Bluefield Daily Telegraph
Bluefield Daily Telegraph
— The Little Buddy Radio studio was filled with love Friday afternoon as the Denver Foundation opened its hearts to help a 24-year-old autistic man communicate with his mother.
“This is real good for Matt,” Donna Weis said after Dreama Denver presented her son, Matt Weis with a new iPad that is equipped with an app that will enable him to communicate.
“Sometimes, it’s a little tough,” Donna Weis said. She paused and looked away for a few moments before continuing. “If he wants something, he’ll write one word, but he doesn’t spell it right. I can usually figure it out, though.”
“It’s hard to never hear your child say mommy,” Dreama Denver said as she met with Matt and Donna Weis at Denver’s home near Princeton. “The Denver Foundation is extremely proud to present your very own iPad to you.
“So, are you excited?” Denver asked as she helped Matt remove the iPad from its packaging. After the two removed the iPad from its packaging, Matt Weis clutched it close to his chest and smiled.
“He and my Colin have the same nurse, Monique,” Denver said. “I think both of them like Monique a lot. She’s a great nurse.”

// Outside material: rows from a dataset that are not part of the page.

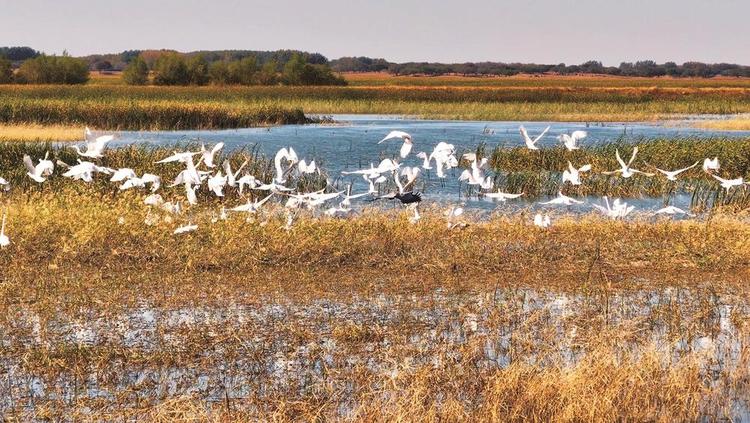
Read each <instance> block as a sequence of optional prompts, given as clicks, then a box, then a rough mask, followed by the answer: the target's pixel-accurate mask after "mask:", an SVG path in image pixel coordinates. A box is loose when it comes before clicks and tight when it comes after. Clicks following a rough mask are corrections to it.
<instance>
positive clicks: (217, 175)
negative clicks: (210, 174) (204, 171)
mask: <svg viewBox="0 0 750 423" xmlns="http://www.w3.org/2000/svg"><path fill="white" fill-rule="evenodd" d="M226 185H227V177H226V176H224V175H222V174H221V171H218V172H216V175H214V176H212V177H210V178H208V189H209V190H211V191H213V192H214V194H216V196H217V197H223V196H224V187H225V186H226Z"/></svg>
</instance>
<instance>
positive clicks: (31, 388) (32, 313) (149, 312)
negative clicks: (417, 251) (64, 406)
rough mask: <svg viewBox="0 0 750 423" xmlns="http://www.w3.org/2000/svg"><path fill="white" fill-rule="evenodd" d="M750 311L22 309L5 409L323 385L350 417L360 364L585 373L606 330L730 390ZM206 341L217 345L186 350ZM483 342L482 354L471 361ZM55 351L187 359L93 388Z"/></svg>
mask: <svg viewBox="0 0 750 423" xmlns="http://www.w3.org/2000/svg"><path fill="white" fill-rule="evenodd" d="M605 304H606V305H605ZM748 313H750V303H748V301H747V299H745V298H741V297H738V296H735V295H730V294H709V291H705V290H691V289H679V288H666V289H661V290H644V291H634V292H621V293H614V294H613V295H612V296H611V297H609V298H608V301H607V302H606V303H605V302H603V301H602V299H601V298H599V297H598V295H596V294H594V295H592V294H582V293H565V292H554V291H536V290H533V289H500V290H496V291H488V292H476V293H466V294H456V293H449V292H446V291H444V290H442V289H437V290H435V291H432V292H427V293H424V294H420V295H417V294H374V295H372V296H368V297H357V296H354V297H353V298H350V299H348V300H341V299H337V300H333V299H317V300H311V301H309V302H304V303H296V302H292V301H287V300H279V299H275V300H274V299H272V298H264V299H259V302H258V303H257V304H232V303H229V304H227V305H226V306H221V307H219V306H197V307H182V308H174V309H165V308H158V307H155V306H152V305H149V304H143V305H141V306H140V307H138V308H135V309H130V310H124V311H119V312H117V313H114V314H111V313H109V312H108V311H105V310H88V311H86V310H81V311H80V312H79V313H77V315H76V316H64V315H59V314H58V315H57V316H55V317H54V318H53V319H52V320H43V319H41V318H40V316H39V315H38V314H36V313H35V312H34V311H32V310H30V309H26V308H21V309H18V310H17V314H18V316H17V317H18V318H17V319H13V320H12V321H9V322H7V323H6V324H5V325H3V326H5V327H0V329H2V331H3V333H4V335H3V337H2V339H1V341H2V342H1V343H0V345H2V347H3V348H5V349H6V351H7V352H8V353H7V354H5V355H4V356H3V357H2V359H1V360H0V365H1V366H2V368H4V369H5V373H6V375H5V377H4V378H3V379H5V380H0V412H3V411H7V410H9V409H12V408H17V407H18V406H19V405H21V404H23V405H22V407H27V408H33V407H34V404H35V403H37V402H40V401H45V400H62V401H64V402H65V403H72V402H74V401H75V400H83V399H87V398H88V399H92V398H94V399H98V400H102V401H105V403H107V402H111V403H112V406H122V405H124V404H121V403H116V401H115V398H116V397H118V396H120V397H121V395H122V393H123V392H131V393H134V394H135V395H136V397H138V398H140V400H141V401H143V400H147V401H148V400H159V399H164V398H167V397H174V396H181V395H193V396H194V397H197V398H201V399H203V400H205V401H206V402H208V403H220V402H222V401H224V400H226V398H230V399H233V400H243V399H246V398H258V399H261V400H262V399H263V398H264V397H265V396H269V397H272V396H273V395H274V394H278V393H284V395H287V396H289V398H290V399H294V398H296V397H301V396H304V395H306V394H308V393H309V392H310V390H311V389H317V388H316V387H319V386H324V385H328V384H333V385H340V386H344V385H346V384H347V383H350V384H352V385H351V386H349V387H348V388H347V389H344V390H343V391H342V392H341V397H340V398H339V400H340V401H341V404H340V406H341V410H343V412H342V414H343V415H345V414H346V410H348V409H349V408H350V406H351V404H350V403H349V402H348V401H349V399H348V398H350V396H353V395H354V394H355V392H356V391H355V390H356V386H354V385H353V383H354V382H353V381H352V379H353V378H354V374H356V369H366V371H367V372H368V373H370V374H372V375H373V376H374V377H376V378H380V377H386V378H387V377H395V376H398V375H399V373H400V372H405V371H406V372H408V371H409V369H410V368H414V367H416V366H420V365H434V366H450V365H455V363H454V364H451V363H453V362H454V361H455V362H460V361H461V360H466V359H468V360H469V362H467V363H464V364H465V365H474V366H477V367H478V368H481V369H486V370H488V371H491V370H492V369H493V368H503V367H506V366H508V365H509V364H510V363H511V362H513V361H518V360H522V361H524V362H528V363H529V364H533V365H536V366H540V367H544V366H548V365H550V366H558V365H561V364H563V365H575V364H576V363H578V362H579V361H580V360H581V359H583V358H584V357H585V356H586V354H587V352H586V350H587V348H591V347H596V341H595V343H594V344H593V345H591V344H589V346H588V347H585V346H584V345H587V343H588V342H589V341H587V338H588V337H590V336H592V335H595V333H596V332H598V331H602V330H613V331H614V332H613V333H616V334H619V335H618V337H619V338H618V340H617V341H616V344H615V345H616V346H615V347H614V348H616V350H617V351H621V352H622V353H623V354H635V355H637V354H639V351H641V350H642V349H643V348H644V347H649V346H651V347H655V348H657V349H658V351H659V352H661V353H664V354H665V356H666V357H667V358H666V359H667V360H669V357H671V360H673V361H674V362H675V363H676V362H677V361H678V360H679V359H680V357H682V356H684V355H685V354H688V353H698V354H700V356H701V357H702V358H701V360H702V368H703V371H705V372H707V373H708V374H710V375H712V376H711V378H712V380H714V382H713V383H720V382H721V380H720V378H721V377H722V373H723V372H728V373H732V372H735V371H736V369H737V366H742V365H744V364H743V363H744V362H743V361H742V356H741V354H742V348H743V345H746V343H747V341H748V339H747V331H746V330H743V329H742V328H741V327H740V326H737V320H735V319H733V318H732V316H746V315H747V314H748ZM345 324H349V325H355V326H356V327H360V328H363V327H364V328H379V330H378V336H372V337H364V338H355V339H352V340H346V338H345V337H343V338H342V336H341V335H337V330H340V329H341V327H343V326H342V325H345ZM196 334H199V335H198V336H199V339H200V340H201V341H200V342H201V343H202V345H203V347H201V348H200V350H199V351H198V352H196V353H190V354H187V355H181V353H182V352H183V351H184V350H185V348H188V347H187V346H186V344H187V343H189V342H195V341H196ZM228 335H229V336H228ZM188 340H190V341H188ZM471 345H474V346H475V347H476V348H478V351H479V354H475V355H473V356H470V357H471V358H469V357H467V356H466V354H467V352H468V351H469V350H468V349H467V348H468V347H469V346H471ZM46 348H53V349H58V350H60V351H74V350H76V349H80V348H107V349H113V350H120V349H122V350H125V351H131V352H133V353H135V354H136V356H140V355H142V356H144V357H149V356H152V354H159V353H160V352H165V353H168V354H174V355H175V357H176V358H175V359H177V360H178V361H177V362H174V361H171V360H164V361H162V360H160V359H155V360H153V361H143V362H141V361H139V360H134V361H132V362H129V361H128V360H125V359H117V360H114V361H111V362H106V361H105V362H95V363H96V370H94V368H88V370H87V371H88V372H89V373H87V374H80V375H78V376H76V377H79V378H80V377H82V379H76V377H74V376H73V375H72V374H71V373H70V372H67V371H63V372H61V373H60V374H57V375H54V376H51V375H43V374H38V373H36V372H34V371H33V370H31V371H30V370H28V367H27V365H26V364H24V363H25V361H24V360H27V359H28V358H25V357H29V356H27V355H26V354H27V353H28V352H30V351H33V350H37V349H41V350H44V349H46ZM92 351H95V350H92ZM32 357H33V356H32ZM82 357H85V354H84V355H82ZM154 357H158V355H156V356H154ZM178 357H182V358H181V359H180V358H178ZM32 360H33V359H32ZM91 365H92V366H93V365H94V362H92V363H91ZM32 368H33V367H32ZM84 368H86V367H84ZM738 389H740V388H738ZM745 394H746V393H745ZM742 398H745V400H746V399H747V397H746V396H745V397H743V396H742V395H740V400H741V399H742ZM731 413H732V414H733V416H734V418H740V419H742V418H743V416H744V417H745V418H746V417H747V416H748V409H747V403H745V402H740V403H738V404H737V405H736V406H735V408H734V409H733V410H732V411H731Z"/></svg>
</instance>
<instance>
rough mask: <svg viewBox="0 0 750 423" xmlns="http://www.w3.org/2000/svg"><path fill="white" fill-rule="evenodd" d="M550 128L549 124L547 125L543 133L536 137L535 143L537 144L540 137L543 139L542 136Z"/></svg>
mask: <svg viewBox="0 0 750 423" xmlns="http://www.w3.org/2000/svg"><path fill="white" fill-rule="evenodd" d="M549 128H550V127H549V126H548V127H546V128H544V131H542V133H541V134H539V136H538V137H536V138H534V144H536V143H537V141H539V140H540V139H542V137H543V136H544V135H545V134H546V133H547V131H549Z"/></svg>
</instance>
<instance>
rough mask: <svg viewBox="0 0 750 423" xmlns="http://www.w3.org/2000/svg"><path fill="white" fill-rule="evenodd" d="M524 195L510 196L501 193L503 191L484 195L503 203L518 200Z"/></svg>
mask: <svg viewBox="0 0 750 423" xmlns="http://www.w3.org/2000/svg"><path fill="white" fill-rule="evenodd" d="M522 195H523V193H522V192H521V193H518V194H510V193H507V192H501V191H498V192H488V193H486V194H484V196H485V197H487V198H491V199H493V200H500V201H502V202H506V201H508V200H513V199H515V198H518V197H520V196H522Z"/></svg>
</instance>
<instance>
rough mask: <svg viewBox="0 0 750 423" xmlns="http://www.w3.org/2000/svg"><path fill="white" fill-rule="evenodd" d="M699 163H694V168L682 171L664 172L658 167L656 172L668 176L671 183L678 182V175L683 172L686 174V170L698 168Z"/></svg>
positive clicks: (684, 168) (666, 171) (678, 169)
mask: <svg viewBox="0 0 750 423" xmlns="http://www.w3.org/2000/svg"><path fill="white" fill-rule="evenodd" d="M698 163H700V161H698V162H695V163H693V165H692V166H688V167H684V168H682V169H677V170H663V169H659V168H658V167H657V168H656V170H657V171H659V172H660V173H662V174H664V176H666V177H667V179H668V180H670V181H676V180H677V175H679V174H680V173H682V172H685V171H686V170H690V169H692V168H694V167H696V166H698Z"/></svg>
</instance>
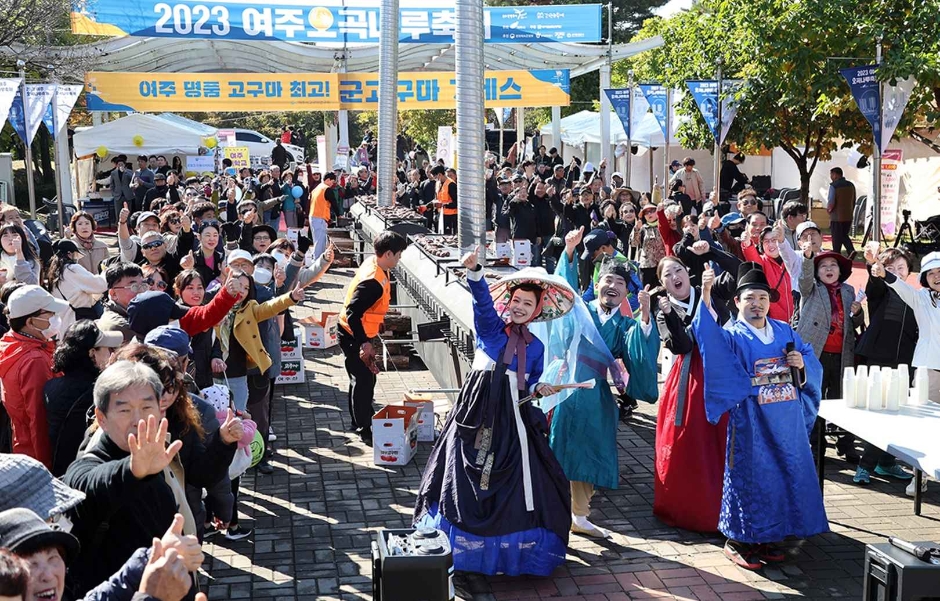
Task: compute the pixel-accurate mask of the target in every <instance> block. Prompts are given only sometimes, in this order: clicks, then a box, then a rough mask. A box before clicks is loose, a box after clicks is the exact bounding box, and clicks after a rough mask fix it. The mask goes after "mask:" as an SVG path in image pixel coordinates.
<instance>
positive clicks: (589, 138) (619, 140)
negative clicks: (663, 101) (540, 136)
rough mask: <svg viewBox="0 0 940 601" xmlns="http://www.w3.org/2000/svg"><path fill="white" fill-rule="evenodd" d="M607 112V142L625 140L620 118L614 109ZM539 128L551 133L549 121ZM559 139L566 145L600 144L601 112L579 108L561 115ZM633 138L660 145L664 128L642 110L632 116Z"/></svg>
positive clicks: (617, 143) (618, 141) (620, 143)
mask: <svg viewBox="0 0 940 601" xmlns="http://www.w3.org/2000/svg"><path fill="white" fill-rule="evenodd" d="M608 116H609V119H610V143H611V144H614V145H616V144H626V143H627V134H626V132H624V130H623V124H622V123H620V118H619V117H618V116H617V114H616V113H614V112H613V111H611V112H610V113H608ZM542 131H544V132H545V133H551V124H549V125H545V126H543V127H542ZM561 140H562V142H564V143H565V144H568V145H569V146H581V145H582V144H584V143H585V142H590V143H592V144H600V141H601V116H600V113H595V112H593V111H581V112H580V113H575V114H573V115H568V116H567V117H565V118H564V119H562V120H561ZM632 141H633V144H634V145H636V146H646V147H650V146H656V147H661V146H662V145H663V141H664V137H663V131H662V129H661V128H660V127H659V122H658V121H656V117H654V116H653V113H645V114H644V115H643V116H641V117H639V118H637V117H636V116H634V120H633V138H632Z"/></svg>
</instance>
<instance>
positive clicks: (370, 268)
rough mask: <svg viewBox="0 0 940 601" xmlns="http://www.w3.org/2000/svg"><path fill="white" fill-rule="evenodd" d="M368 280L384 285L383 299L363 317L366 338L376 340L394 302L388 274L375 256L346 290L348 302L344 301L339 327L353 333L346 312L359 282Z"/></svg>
mask: <svg viewBox="0 0 940 601" xmlns="http://www.w3.org/2000/svg"><path fill="white" fill-rule="evenodd" d="M368 280H376V281H377V282H378V283H379V284H382V298H380V299H379V300H377V301H375V304H374V305H372V306H371V307H369V310H368V311H366V312H365V314H364V315H363V316H362V329H363V330H365V332H366V336H368V337H369V338H375V337H376V336H378V335H379V329H380V328H381V327H382V323H383V322H384V321H385V314H386V313H388V306H389V304H391V302H392V286H391V282H390V281H389V279H388V274H386V273H385V271H384V270H382V269H381V268H380V267H379V265H378V263H376V261H375V257H374V256H372V257H369V259H368V260H366V262H365V263H363V264H362V265H361V266H360V267H359V269H358V270H357V271H356V275H354V276H353V279H352V282H350V283H349V288H347V289H346V300H345V301H343V312H342V313H340V315H339V325H341V326H342V327H343V329H344V330H346V332H348V333H349V334H352V333H353V331H352V328H351V327H349V322H348V321H347V319H346V311H347V309H348V307H349V305H350V303H352V296H353V293H354V292H355V290H356V286H358V285H359V282H365V281H368Z"/></svg>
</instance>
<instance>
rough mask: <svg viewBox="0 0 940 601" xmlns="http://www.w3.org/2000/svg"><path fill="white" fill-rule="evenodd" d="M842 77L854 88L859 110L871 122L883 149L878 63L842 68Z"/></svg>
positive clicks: (872, 130)
mask: <svg viewBox="0 0 940 601" xmlns="http://www.w3.org/2000/svg"><path fill="white" fill-rule="evenodd" d="M839 72H840V73H842V77H844V78H845V81H847V82H848V84H849V89H850V90H852V97H853V98H855V104H857V105H858V110H859V111H861V113H862V115H863V116H864V117H865V119H867V120H868V122H869V123H870V124H871V129H872V132H873V133H874V137H875V140H877V142H878V149H879V150H882V149H883V145H882V140H881V93H880V91H879V86H878V77H877V74H878V65H866V66H864V67H852V68H851V69H841V70H840V71H839Z"/></svg>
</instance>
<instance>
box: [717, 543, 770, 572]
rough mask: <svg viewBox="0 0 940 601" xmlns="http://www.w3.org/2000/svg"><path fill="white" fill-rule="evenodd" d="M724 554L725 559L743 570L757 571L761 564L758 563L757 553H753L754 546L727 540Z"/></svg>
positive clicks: (753, 552) (759, 562)
mask: <svg viewBox="0 0 940 601" xmlns="http://www.w3.org/2000/svg"><path fill="white" fill-rule="evenodd" d="M724 552H725V557H727V558H728V559H730V560H731V561H733V562H734V564H735V565H738V566H741V567H742V568H744V569H745V570H759V569H760V568H761V563H760V561H758V559H759V558H758V556H757V553H755V547H754V545H749V544H747V543H739V542H737V541H733V540H731V539H730V538H729V539H728V541H727V542H725V548H724Z"/></svg>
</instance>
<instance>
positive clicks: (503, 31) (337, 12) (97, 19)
mask: <svg viewBox="0 0 940 601" xmlns="http://www.w3.org/2000/svg"><path fill="white" fill-rule="evenodd" d="M71 21H72V33H76V34H85V35H99V36H125V35H134V36H147V37H169V38H196V39H220V40H221V39H227V40H282V41H288V42H348V43H378V41H379V34H380V32H379V7H378V4H377V2H375V1H374V0H373V1H369V0H345V1H340V0H328V1H326V2H312V3H294V2H290V1H289V0H288V1H283V0H282V1H281V2H276V1H275V2H270V3H268V2H265V3H258V2H254V0H223V1H212V0H209V1H204V2H199V3H193V2H190V1H188V0H177V1H175V2H173V1H170V2H163V1H160V0H74V1H73V6H72V13H71ZM483 26H484V40H485V42H486V43H490V44H527V43H531V42H600V41H601V40H602V35H601V5H600V4H573V5H546V6H487V7H484V9H483ZM456 27H457V16H456V9H455V8H454V7H440V8H436V7H433V6H431V7H427V6H420V5H415V4H414V3H411V5H409V6H402V7H401V8H400V17H399V39H400V40H401V42H402V43H406V44H449V43H452V42H453V41H454V30H455V29H456Z"/></svg>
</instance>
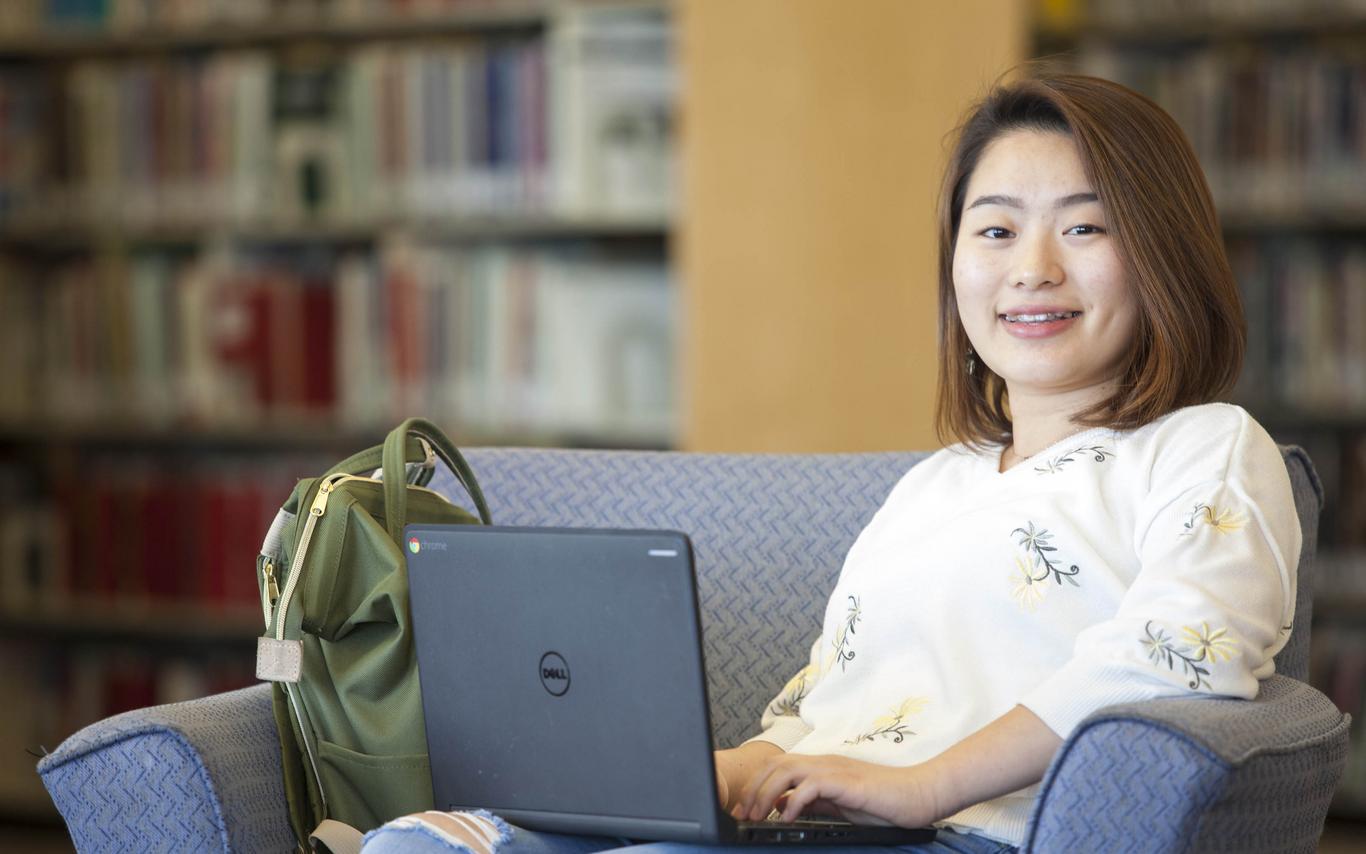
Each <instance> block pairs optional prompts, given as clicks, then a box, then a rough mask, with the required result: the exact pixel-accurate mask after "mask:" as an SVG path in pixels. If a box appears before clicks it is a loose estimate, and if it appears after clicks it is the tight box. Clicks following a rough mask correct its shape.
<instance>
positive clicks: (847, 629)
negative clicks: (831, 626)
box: [832, 596, 863, 672]
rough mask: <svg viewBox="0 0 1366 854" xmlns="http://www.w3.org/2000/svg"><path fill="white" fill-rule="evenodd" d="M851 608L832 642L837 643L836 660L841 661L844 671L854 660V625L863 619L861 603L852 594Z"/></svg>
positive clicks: (835, 654) (856, 597)
mask: <svg viewBox="0 0 1366 854" xmlns="http://www.w3.org/2000/svg"><path fill="white" fill-rule="evenodd" d="M848 600H850V609H848V612H847V614H846V615H844V623H843V624H840V627H839V630H837V631H836V633H835V638H832V642H833V645H835V660H836V661H839V663H840V671H841V672H843V671H844V665H846V664H848V663H850V661H852V660H854V650H852V649H851V648H850V644H851V641H850V635H852V634H854V627H855V626H856V624H858V622H859V620H861V619H863V608H862V605H859V601H858V597H856V596H850V597H848Z"/></svg>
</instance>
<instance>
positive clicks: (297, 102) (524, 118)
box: [0, 10, 676, 225]
mask: <svg viewBox="0 0 1366 854" xmlns="http://www.w3.org/2000/svg"><path fill="white" fill-rule="evenodd" d="M608 11H611V12H612V14H609V15H605V16H600V15H598V14H593V15H590V14H585V15H579V16H567V18H566V19H564V22H563V25H560V26H557V27H556V29H555V30H553V31H552V33H550V34H549V36H548V37H545V38H519V40H489V41H485V42H455V44H445V45H440V44H438V45H432V44H421V45H414V44H408V45H400V44H396V42H378V44H369V45H362V46H358V48H354V49H350V51H336V52H329V53H322V55H317V56H311V57H309V59H301V57H299V56H296V55H291V56H284V55H276V53H272V52H266V51H220V52H216V53H209V55H197V56H180V57H158V59H134V60H85V61H82V63H78V64H76V67H75V68H74V70H72V71H71V72H70V74H67V75H66V77H64V78H63V81H61V85H60V86H55V87H52V89H55V90H56V92H57V94H56V97H55V98H49V100H48V101H46V102H40V104H38V105H33V104H26V107H27V109H29V111H30V112H31V111H38V112H40V113H42V115H45V119H41V116H40V119H41V120H36V122H34V120H30V122H27V123H26V124H23V126H16V127H15V128H11V131H5V133H7V134H8V135H12V137H14V138H15V139H16V143H18V145H19V146H20V148H22V146H30V148H31V146H34V145H37V143H41V142H44V141H51V138H52V137H60V138H63V139H64V148H63V146H51V145H49V146H48V148H52V149H53V150H56V152H64V156H56V157H52V161H51V163H46V164H42V163H38V164H37V167H33V165H26V163H25V161H16V163H14V164H10V163H8V161H7V160H5V159H0V186H3V184H4V183H7V182H11V180H16V182H18V180H23V183H26V184H33V183H45V184H46V187H44V189H45V190H46V193H44V194H42V195H41V197H40V198H38V199H36V205H30V206H29V209H23V208H20V209H18V210H14V212H11V219H12V220H18V221H25V219H30V220H37V221H40V223H52V221H56V223H67V221H79V223H86V224H89V223H98V224H109V223H115V224H117V223H123V224H133V225H149V224H153V225H154V224H168V223H169V224H175V225H186V224H214V223H249V224H255V223H279V221H301V220H325V221H342V223H350V221H359V223H369V221H374V220H385V219H393V217H477V216H497V215H504V216H505V215H529V213H530V215H563V216H582V217H608V216H611V217H656V219H660V217H664V216H667V213H668V212H669V210H671V209H672V206H673V198H672V197H673V189H672V187H673V157H675V154H673V142H672V137H673V127H672V112H673V102H675V100H676V94H675V89H676V83H675V75H673V68H672V56H671V37H669V27H668V22H667V19H665V18H664V16H663V15H661V14H658V12H657V11H656V12H652V11H650V10H643V11H639V10H626V11H624V14H623V12H616V11H612V10H608ZM598 12H601V10H600V11H598ZM33 75H34V72H33V71H22V72H15V77H14V78H0V93H4V92H7V90H11V89H18V87H20V86H29V89H30V90H33V87H31V79H33ZM59 116H60V120H59ZM0 139H3V138H0ZM0 153H3V152H0ZM20 167H22V168H20ZM36 169H37V171H38V172H40V176H38V178H34V176H33V172H34V171H36ZM11 172H12V175H11ZM25 215H27V217H26V216H25Z"/></svg>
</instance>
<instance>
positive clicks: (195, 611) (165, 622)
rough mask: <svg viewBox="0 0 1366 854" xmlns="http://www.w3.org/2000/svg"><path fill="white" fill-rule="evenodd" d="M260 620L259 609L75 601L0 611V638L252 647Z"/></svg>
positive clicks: (8, 608) (204, 604)
mask: <svg viewBox="0 0 1366 854" xmlns="http://www.w3.org/2000/svg"><path fill="white" fill-rule="evenodd" d="M262 626H264V619H262V616H261V608H260V607H249V605H224V607H209V605H205V604H202V603H195V601H187V603H171V601H126V600H97V598H76V600H70V601H63V603H52V604H42V605H34V607H31V608H26V609H22V611H20V609H16V608H14V607H5V608H4V609H0V637H4V638H18V639H31V641H57V642H123V644H139V645H150V644H160V642H173V644H175V645H176V646H180V645H186V644H190V645H205V646H229V648H232V649H240V648H246V646H251V645H254V644H255V638H257V635H260V634H261V631H262Z"/></svg>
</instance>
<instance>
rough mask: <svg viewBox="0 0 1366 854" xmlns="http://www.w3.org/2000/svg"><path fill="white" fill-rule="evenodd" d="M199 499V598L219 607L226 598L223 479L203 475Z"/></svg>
mask: <svg viewBox="0 0 1366 854" xmlns="http://www.w3.org/2000/svg"><path fill="white" fill-rule="evenodd" d="M198 495H199V497H198V500H197V506H198V515H199V525H198V544H199V547H198V553H199V559H198V560H197V566H198V567H199V597H201V598H204V600H205V601H208V603H214V604H217V603H223V601H224V600H225V598H227V589H225V583H227V578H225V575H227V568H225V557H224V549H225V548H227V497H225V495H224V488H223V482H221V480H220V476H216V474H204V476H202V477H201V478H199V489H198Z"/></svg>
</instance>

Denver and Charlie Thomas, her co-host on Little Buddy Radio’s morning show, “Sunny Side Up with Charlie and Dreama,” took Matt on a tour of the WGAG 93.1 broadcast studio. Weis watched Thomas at the broadcast console for a few minutes, but soon walked to another corner of the room, picked up one of Thomas’ guitars and started strumming.
Denver steadied the guitar briefly, but in a few moments, Thomas took the neck of the guitar and switched chords from G to C and D, then back to G again. Weis smiled as he played.
“This is the first time that he has played a guitar,” Carol Quesenberry said. Quesenberry is a social worker with Res-Care who assists Weis.
“He sure has the fingers for it,” Thomas said as Weis continued strumming the guitar.
Dreama and her late husband, Bob Denver established the Denver Foundation to help children and young adults with autism as well as their families deal with the challenges they face. Colin Denver, also autistic, is a little older than Weis and is also non-verbal.
“This is so rewarding to be able to help a mother and son communicate,” Denver said.
Denver showed Weis the photographs she had on her iPad. In a matter of minutes, Weis got the hang of moving the photographs and enlarging them. Matt Weis smiled and nodded his head several times during the iPad presentation, the guitar lesson and the visit. Donna Weis smiled as well.